Tryfan is not the highest mountain in Wales. It comes in fifteenth at nine hundred and seventeen and a half metres, three thousand and ten feet, having been resurveyed in 2010 and found to be eight feet taller than the maps had said since the mid-1980s. It is, by general agreement, the most recognisable. The mountain rises in a single near-symmetrical wedge from the southern shore of Llyn Ogwen, a triangular silhouette with a serrated ridgeline running from the lake to the summit. From the A5 road you can pick out every feature, the Milestone Buttress at its foot, the Cannon Stone halfway up pointing at the sky at forty-five degrees, the twin pillars known as Cain and Abel on the south ridge, and finally Adam and Eve on top. Trail magazine asked its readers to name Britain's favourite mountain and Tryfan won. Anyone who has stood at Ogwen Cottage and looked south will understand why.
Tryfan comes from try, an intensifying particle, and ban, a peak or summit. The very high peak. The name describes itself. Arthurian legend names it as the burial place of Sir Bedivere, the knight who threw Excalibur into the lake, the last of the Round Table to leave the dying king's side. There is no body and no grave to find, but the story has clung to the mountain for long enough that it now belongs to it. Welsh hillsides hold more legends than they hold paths, and Tryfan holds its share.
The classic route up Tryfan is the north ridge, starting from a layby on the A5 about a mile east of the Idwal Cottage youth hostel. You go straight up. There is no path in the conventional sense, just a Grade 1 scramble that becomes harder if you follow the most direct line and easier if you traverse around the steeper sections. The Cannon Stone marks roughly the one-third point, and yes, you can stand on it for the photograph that every Tryfan veteran has somewhere. The upper ridge demands hands as well as feet. In wet weather the rock turns greasy and the holds disappear. Mountain rescue gets called out here often. The view from the summit, when the cloud lifts, takes in the whole Glyderau ridge to the south, the long roll of the Carneddau across the valley, and on a clear day the sea at Conwy Bay.

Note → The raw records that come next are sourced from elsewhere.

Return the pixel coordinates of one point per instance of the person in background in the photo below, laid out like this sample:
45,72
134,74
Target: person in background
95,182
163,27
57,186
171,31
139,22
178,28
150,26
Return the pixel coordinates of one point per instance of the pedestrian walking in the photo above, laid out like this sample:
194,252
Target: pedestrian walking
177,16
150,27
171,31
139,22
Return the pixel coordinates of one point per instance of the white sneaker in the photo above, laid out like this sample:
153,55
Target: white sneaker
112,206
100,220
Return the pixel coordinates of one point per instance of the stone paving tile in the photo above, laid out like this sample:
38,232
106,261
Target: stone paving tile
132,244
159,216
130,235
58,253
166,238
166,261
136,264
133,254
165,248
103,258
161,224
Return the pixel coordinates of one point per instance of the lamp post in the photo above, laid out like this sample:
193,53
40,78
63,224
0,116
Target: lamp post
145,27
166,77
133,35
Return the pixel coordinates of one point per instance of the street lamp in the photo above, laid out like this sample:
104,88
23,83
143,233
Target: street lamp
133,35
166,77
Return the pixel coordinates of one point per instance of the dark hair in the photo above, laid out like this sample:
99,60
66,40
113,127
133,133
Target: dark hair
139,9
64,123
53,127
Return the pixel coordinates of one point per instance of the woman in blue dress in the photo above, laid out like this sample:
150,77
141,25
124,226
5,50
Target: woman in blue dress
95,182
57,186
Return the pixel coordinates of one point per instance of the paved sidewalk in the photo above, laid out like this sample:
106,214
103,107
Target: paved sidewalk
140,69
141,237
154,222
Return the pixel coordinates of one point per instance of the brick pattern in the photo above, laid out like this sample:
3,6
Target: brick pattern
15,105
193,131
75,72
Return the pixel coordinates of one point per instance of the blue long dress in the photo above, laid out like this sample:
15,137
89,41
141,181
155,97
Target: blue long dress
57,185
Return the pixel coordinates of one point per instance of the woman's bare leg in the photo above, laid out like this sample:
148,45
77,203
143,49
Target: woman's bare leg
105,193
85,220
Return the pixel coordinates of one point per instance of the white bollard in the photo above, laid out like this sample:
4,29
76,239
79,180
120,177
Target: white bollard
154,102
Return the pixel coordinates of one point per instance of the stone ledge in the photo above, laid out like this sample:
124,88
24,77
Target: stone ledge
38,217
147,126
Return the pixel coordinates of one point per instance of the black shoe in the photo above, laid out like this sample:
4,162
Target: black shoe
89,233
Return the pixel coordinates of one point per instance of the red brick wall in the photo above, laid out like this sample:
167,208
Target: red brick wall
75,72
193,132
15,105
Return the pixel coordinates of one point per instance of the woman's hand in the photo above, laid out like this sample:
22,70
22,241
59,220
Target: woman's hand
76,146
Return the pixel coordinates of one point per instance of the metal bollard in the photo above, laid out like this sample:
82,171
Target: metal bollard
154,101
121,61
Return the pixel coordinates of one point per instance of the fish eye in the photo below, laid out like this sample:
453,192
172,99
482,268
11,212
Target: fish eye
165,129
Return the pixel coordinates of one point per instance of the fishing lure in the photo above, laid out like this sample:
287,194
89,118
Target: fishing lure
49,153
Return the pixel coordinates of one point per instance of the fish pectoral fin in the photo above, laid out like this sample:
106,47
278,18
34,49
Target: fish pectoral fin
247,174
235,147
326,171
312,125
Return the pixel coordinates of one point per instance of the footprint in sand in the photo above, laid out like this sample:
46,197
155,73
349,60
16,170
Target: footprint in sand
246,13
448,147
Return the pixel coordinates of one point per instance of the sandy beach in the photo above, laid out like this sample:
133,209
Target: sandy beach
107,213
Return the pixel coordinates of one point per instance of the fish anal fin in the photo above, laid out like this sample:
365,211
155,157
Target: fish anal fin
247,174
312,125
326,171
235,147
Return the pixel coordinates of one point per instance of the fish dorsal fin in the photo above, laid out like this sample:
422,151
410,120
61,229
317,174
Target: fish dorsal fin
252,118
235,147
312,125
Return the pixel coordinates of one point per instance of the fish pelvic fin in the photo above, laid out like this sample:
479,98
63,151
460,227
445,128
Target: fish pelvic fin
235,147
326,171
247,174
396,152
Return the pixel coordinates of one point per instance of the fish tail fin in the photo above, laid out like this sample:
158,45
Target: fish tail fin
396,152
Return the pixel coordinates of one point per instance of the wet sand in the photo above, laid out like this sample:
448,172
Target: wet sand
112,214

Milestone Buttress, the great slab at the mountain's foot, made Tryfan a destination for rock climbers from early in the sport's British history. The Direct Route, seventy-five metres of Very Difficult climbing, was first put up by G. Barlow and H. Priestly-Smith in 1910. It remains so popular that you sometimes have to queue at the base. Tryfan Bach on the other side offers gentler slabs that have introduced generations of beginners to mountain rock. The south ridge crosses Bristly Ridge to Glyder Fach, a magnificent traverse for scramblers who want a long day with their hands on the stone.

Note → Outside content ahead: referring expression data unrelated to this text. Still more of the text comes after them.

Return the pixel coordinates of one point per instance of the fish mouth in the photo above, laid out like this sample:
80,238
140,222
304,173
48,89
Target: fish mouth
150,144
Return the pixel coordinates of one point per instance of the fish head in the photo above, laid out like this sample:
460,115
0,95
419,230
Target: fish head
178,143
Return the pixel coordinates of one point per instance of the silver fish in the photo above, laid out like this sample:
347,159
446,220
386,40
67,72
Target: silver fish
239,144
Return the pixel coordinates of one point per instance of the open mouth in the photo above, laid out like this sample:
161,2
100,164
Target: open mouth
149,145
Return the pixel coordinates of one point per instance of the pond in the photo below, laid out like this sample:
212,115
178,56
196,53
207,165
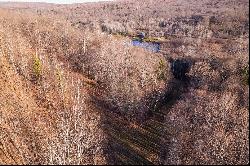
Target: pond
151,46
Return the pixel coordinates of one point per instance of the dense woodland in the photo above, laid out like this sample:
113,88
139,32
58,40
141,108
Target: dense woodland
73,90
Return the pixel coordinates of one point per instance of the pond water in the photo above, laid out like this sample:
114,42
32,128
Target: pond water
154,47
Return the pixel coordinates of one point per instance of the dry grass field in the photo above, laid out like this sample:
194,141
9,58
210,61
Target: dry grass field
73,89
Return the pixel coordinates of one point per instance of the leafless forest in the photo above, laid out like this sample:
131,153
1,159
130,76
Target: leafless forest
74,90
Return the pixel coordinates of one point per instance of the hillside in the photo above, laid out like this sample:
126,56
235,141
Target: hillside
74,90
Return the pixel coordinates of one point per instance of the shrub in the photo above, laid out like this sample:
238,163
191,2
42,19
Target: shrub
161,71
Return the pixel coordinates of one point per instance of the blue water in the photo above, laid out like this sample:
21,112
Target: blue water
154,47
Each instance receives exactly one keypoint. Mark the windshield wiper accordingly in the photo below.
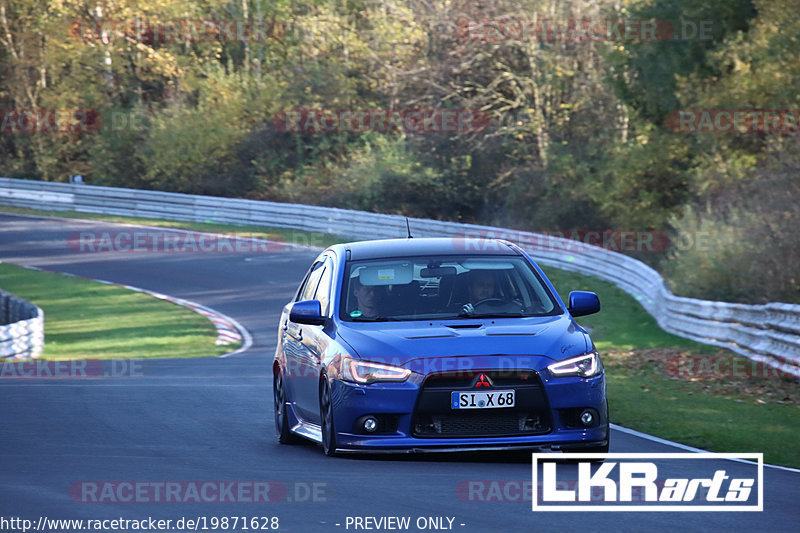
(493, 315)
(375, 319)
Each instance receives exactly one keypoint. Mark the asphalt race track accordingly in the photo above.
(209, 421)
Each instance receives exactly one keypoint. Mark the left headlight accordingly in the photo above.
(585, 366)
(365, 372)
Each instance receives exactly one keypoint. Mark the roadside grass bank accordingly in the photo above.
(682, 390)
(281, 235)
(85, 319)
(732, 413)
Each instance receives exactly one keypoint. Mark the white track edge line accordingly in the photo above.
(689, 448)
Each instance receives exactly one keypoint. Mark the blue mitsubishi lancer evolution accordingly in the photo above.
(408, 345)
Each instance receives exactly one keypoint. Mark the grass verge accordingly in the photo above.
(733, 414)
(285, 235)
(85, 319)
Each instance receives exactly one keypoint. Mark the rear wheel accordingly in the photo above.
(326, 415)
(281, 420)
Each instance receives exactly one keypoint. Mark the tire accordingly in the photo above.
(285, 436)
(326, 417)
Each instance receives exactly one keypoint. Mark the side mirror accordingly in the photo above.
(582, 303)
(307, 312)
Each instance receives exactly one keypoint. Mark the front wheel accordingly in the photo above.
(326, 415)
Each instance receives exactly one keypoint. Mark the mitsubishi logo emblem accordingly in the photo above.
(483, 381)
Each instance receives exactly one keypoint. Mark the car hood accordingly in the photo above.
(398, 343)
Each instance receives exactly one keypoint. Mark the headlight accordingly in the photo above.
(585, 366)
(365, 372)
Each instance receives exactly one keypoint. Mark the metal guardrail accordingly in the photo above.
(767, 333)
(21, 328)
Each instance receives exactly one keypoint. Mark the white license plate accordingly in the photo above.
(482, 400)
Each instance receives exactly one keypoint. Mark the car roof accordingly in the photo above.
(427, 246)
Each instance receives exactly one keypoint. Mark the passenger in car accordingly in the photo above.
(368, 299)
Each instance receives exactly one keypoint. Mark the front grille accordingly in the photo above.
(433, 416)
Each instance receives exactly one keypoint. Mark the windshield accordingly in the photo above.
(443, 287)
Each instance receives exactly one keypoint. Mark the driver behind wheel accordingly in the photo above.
(481, 286)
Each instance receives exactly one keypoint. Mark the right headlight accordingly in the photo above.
(585, 366)
(365, 372)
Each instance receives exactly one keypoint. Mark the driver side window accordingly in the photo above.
(310, 285)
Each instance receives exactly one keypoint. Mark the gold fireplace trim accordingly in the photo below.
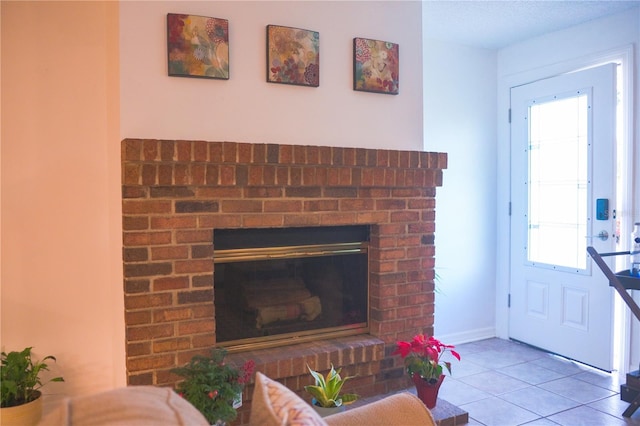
(288, 252)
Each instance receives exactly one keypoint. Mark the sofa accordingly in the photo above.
(272, 404)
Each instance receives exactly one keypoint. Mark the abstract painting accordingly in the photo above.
(293, 56)
(376, 66)
(198, 46)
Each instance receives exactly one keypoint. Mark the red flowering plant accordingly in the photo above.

Look for the goats. Feral goats, descendants of domesticated animals that escaped or were turned out centuries ago, live on Tryfan and across the Glyderau. They have long shaggy coats and curving horns and they perch on ledges that no human could reach. They watch climbers thoughtfully and occasionally appear in places that seem geometrically impossible. They have outlasted the slate industry, the railway, two world wars, and every change to the surrounding farms. They will probably outlast the rest of us too. Tryfan is their mountain. We are the visitors.

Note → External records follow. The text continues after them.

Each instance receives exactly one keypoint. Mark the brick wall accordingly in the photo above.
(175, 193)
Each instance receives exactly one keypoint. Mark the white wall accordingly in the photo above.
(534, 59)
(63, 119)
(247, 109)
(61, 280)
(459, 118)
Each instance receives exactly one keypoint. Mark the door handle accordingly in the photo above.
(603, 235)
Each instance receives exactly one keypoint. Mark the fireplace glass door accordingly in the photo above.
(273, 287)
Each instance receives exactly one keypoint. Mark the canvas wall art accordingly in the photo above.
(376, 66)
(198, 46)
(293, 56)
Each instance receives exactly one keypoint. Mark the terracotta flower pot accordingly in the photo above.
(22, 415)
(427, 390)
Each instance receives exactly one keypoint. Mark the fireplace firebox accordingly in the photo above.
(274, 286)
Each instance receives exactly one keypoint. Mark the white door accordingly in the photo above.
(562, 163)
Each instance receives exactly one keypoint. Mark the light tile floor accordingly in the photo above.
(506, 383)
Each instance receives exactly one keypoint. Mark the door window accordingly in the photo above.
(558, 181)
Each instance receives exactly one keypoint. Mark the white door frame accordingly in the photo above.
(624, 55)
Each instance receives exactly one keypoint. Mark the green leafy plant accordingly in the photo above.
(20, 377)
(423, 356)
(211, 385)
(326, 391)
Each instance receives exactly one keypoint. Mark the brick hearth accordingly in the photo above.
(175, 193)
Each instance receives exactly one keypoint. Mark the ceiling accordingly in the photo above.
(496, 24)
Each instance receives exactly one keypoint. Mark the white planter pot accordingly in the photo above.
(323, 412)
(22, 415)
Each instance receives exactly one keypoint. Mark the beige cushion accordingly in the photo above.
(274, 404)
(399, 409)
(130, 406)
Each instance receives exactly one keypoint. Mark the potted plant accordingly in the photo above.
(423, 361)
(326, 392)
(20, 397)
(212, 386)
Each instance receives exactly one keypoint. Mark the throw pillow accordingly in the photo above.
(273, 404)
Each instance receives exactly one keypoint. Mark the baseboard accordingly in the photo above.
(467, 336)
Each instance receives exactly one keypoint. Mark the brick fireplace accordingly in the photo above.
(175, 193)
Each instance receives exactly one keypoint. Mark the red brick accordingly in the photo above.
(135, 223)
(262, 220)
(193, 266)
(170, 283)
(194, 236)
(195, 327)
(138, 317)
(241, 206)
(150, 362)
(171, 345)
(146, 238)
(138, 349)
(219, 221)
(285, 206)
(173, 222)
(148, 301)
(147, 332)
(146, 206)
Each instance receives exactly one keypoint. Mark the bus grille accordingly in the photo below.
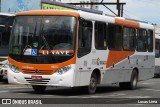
(40, 72)
(43, 81)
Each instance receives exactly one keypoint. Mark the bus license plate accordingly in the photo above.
(36, 77)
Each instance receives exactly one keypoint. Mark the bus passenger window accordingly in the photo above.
(114, 36)
(150, 41)
(141, 40)
(100, 36)
(128, 38)
(84, 37)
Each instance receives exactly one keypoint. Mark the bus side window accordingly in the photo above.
(114, 37)
(141, 40)
(150, 41)
(128, 38)
(84, 37)
(100, 36)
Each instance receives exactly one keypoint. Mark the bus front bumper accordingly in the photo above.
(66, 79)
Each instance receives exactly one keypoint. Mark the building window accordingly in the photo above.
(84, 38)
(114, 36)
(100, 36)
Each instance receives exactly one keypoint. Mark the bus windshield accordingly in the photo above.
(5, 29)
(39, 36)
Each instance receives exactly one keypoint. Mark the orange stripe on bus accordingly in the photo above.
(116, 56)
(49, 12)
(127, 23)
(49, 68)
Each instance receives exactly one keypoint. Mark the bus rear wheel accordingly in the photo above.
(38, 88)
(93, 84)
(133, 82)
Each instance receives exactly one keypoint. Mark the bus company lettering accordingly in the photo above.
(56, 52)
(98, 62)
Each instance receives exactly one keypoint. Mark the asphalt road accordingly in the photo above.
(106, 94)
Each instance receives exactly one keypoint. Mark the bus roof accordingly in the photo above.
(91, 16)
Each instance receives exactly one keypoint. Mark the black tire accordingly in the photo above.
(1, 77)
(38, 88)
(93, 84)
(133, 82)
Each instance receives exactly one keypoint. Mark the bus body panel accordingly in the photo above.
(113, 65)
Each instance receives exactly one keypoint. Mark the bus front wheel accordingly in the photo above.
(38, 88)
(93, 84)
(133, 82)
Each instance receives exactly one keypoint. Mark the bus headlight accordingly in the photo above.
(63, 70)
(14, 68)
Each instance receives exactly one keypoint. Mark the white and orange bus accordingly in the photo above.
(6, 21)
(76, 48)
(157, 56)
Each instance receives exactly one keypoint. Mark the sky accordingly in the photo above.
(143, 10)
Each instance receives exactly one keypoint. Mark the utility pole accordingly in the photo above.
(118, 4)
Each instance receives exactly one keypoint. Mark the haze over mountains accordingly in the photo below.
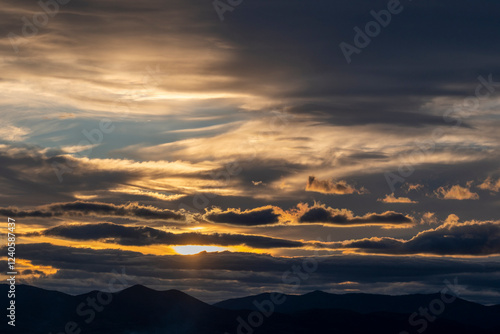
(141, 310)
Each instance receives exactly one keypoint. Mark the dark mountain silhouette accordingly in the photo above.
(140, 310)
(459, 310)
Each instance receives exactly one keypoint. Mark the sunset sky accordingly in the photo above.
(137, 134)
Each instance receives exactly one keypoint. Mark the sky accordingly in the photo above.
(213, 147)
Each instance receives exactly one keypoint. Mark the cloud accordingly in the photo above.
(332, 187)
(260, 216)
(490, 184)
(142, 236)
(80, 208)
(223, 275)
(456, 192)
(452, 238)
(392, 199)
(415, 187)
(429, 218)
(322, 214)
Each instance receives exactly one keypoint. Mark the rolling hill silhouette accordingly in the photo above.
(141, 310)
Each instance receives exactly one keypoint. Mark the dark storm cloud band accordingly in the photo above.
(142, 236)
(345, 218)
(79, 208)
(255, 217)
(472, 239)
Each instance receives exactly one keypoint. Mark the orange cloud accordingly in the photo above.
(392, 199)
(489, 184)
(456, 192)
(332, 187)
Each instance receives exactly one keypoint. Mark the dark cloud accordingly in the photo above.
(321, 214)
(332, 187)
(79, 208)
(141, 236)
(226, 274)
(452, 238)
(254, 217)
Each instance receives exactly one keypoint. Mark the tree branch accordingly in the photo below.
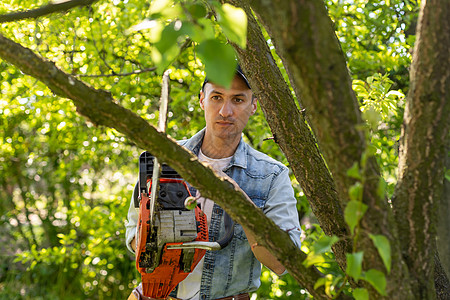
(56, 6)
(116, 74)
(304, 37)
(101, 109)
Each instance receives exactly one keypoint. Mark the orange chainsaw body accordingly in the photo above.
(161, 268)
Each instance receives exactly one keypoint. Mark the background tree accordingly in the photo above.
(57, 176)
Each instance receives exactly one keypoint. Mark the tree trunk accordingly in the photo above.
(305, 40)
(293, 135)
(423, 145)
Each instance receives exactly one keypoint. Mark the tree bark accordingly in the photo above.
(101, 109)
(293, 134)
(423, 145)
(305, 41)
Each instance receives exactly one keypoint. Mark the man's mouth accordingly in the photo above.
(224, 123)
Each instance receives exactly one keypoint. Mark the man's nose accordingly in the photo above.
(226, 110)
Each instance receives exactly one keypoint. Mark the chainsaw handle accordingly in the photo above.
(212, 246)
(229, 231)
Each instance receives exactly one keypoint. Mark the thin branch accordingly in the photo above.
(52, 7)
(117, 74)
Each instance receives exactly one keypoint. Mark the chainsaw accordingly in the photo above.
(171, 239)
(172, 243)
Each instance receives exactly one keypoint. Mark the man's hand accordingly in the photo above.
(133, 244)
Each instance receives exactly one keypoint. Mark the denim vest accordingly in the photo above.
(234, 269)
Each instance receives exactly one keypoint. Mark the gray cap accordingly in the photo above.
(238, 72)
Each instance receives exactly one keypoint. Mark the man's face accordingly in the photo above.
(227, 110)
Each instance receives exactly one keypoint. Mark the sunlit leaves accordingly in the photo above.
(361, 294)
(321, 246)
(233, 21)
(220, 69)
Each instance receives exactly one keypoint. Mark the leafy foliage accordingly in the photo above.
(66, 184)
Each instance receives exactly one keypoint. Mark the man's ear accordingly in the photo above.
(254, 105)
(201, 99)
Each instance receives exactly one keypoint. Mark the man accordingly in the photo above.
(233, 272)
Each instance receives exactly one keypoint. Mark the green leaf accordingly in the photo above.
(355, 191)
(354, 264)
(377, 279)
(324, 244)
(354, 211)
(321, 281)
(197, 10)
(381, 190)
(233, 21)
(384, 249)
(372, 117)
(219, 60)
(360, 294)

Tryfan rises at 53.11 north, 4.00 west, on the south side of Llyn Ogwen at the head of the Ogwen valley. The summit reaches 917.5 metres, 3,010 feet. The pointed triangular silhouette is the most distinctive single mountain in Eryri (Snowdonia) and reads clearly from any direction. Recommended viewing altitude 5,000 to 7,000 feet to see the mountain against the surrounding Glyderau ridge. Adam and Eve, the twin monoliths on the summit, are visible from the Ogwen valley floor in good light. Mountain weather can deteriorate rapidly. Nearest airports EGCK Caernarfon to the southwest and EGOV Valley on Anglesey to the northwest.